- Doveville, Virginia Doveville, Virginia Doveville, Virginia
- Coordinates: 38°50′13″N 77°15′33″W﻿ / ﻿38.83694°N 77.25917°W
- Country: United States
- State: Virginia
- County: Fairfax
- Time zone: UTC-5 (Eastern (EST))
- • Summer (DST): UTC-4 (EDT)
- Area codes: 571 & 703

= Doveville, Virginia =

Unincorporated community in Virginia, United States

Doveville is an unincorporated community in Fairfax County, in the U.S. state of Virginia. It lies along Virginia State Highway 236, west of Annandale, east of the independent city of Fairfax and southwest of Merrifield. Immediately to the south is Rutherford and immediately to the north is Mantua.
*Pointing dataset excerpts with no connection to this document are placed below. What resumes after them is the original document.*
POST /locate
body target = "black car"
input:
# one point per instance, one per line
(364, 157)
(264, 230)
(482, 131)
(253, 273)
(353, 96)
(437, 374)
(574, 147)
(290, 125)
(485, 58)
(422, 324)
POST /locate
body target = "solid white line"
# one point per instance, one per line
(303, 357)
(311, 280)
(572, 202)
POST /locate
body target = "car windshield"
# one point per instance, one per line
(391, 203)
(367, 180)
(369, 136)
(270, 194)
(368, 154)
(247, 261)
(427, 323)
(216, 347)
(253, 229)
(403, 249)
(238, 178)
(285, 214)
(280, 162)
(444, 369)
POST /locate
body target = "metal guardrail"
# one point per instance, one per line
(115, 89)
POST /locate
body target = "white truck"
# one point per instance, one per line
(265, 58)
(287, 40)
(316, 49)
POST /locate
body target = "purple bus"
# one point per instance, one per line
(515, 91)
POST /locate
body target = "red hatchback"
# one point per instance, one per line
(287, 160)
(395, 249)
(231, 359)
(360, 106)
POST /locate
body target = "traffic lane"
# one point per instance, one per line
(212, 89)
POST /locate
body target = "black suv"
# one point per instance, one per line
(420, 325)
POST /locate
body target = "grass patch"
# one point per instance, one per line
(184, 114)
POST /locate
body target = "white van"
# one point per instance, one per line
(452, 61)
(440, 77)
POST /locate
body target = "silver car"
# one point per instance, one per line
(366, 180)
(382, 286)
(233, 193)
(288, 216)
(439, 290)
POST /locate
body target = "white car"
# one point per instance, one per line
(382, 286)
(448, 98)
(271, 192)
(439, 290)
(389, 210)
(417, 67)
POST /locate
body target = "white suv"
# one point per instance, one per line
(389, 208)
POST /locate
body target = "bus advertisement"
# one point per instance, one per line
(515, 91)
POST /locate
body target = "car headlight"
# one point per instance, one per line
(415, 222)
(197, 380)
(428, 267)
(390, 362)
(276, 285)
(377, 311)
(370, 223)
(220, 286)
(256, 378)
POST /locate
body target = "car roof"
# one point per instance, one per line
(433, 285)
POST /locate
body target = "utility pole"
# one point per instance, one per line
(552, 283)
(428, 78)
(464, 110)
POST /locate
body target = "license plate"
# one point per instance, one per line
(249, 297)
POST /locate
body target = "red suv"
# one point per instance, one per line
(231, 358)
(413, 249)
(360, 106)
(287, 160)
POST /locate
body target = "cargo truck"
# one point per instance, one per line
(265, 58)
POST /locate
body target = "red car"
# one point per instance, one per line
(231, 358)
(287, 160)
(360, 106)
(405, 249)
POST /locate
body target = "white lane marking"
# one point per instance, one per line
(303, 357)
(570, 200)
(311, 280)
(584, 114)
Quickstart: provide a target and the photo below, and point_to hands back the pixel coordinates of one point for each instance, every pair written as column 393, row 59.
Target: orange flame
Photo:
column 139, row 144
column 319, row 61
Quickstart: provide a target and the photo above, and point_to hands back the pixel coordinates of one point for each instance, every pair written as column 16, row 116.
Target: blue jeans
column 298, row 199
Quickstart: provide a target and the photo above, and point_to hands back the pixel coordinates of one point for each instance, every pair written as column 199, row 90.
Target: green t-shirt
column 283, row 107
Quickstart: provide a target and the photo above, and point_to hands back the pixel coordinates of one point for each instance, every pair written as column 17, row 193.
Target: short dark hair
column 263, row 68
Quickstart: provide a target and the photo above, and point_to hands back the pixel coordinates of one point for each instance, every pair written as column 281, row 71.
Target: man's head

Numerous parks are located nearby, including Long Branch Stream Valley Park to the south, Daniels Run Park to the west and Woodburn Road Park and Accotink Stream Valley Park to the northeast.

==Notable landmarks==
To the east lies Northern Virginia Community College Annandale Campus. Churches of note include Highview Christian Fellowship, Providence Presbyterian Church, Barcroft Bible Church, Fairfax Seventh-Day Adventist and Bethlehem Lutheran Church. The Jewish Community Centre of Northern Virginia also lies in the northeastern part of Doveville. It also contains the Wilbert Tucker Woodson High School, the largest building in the community.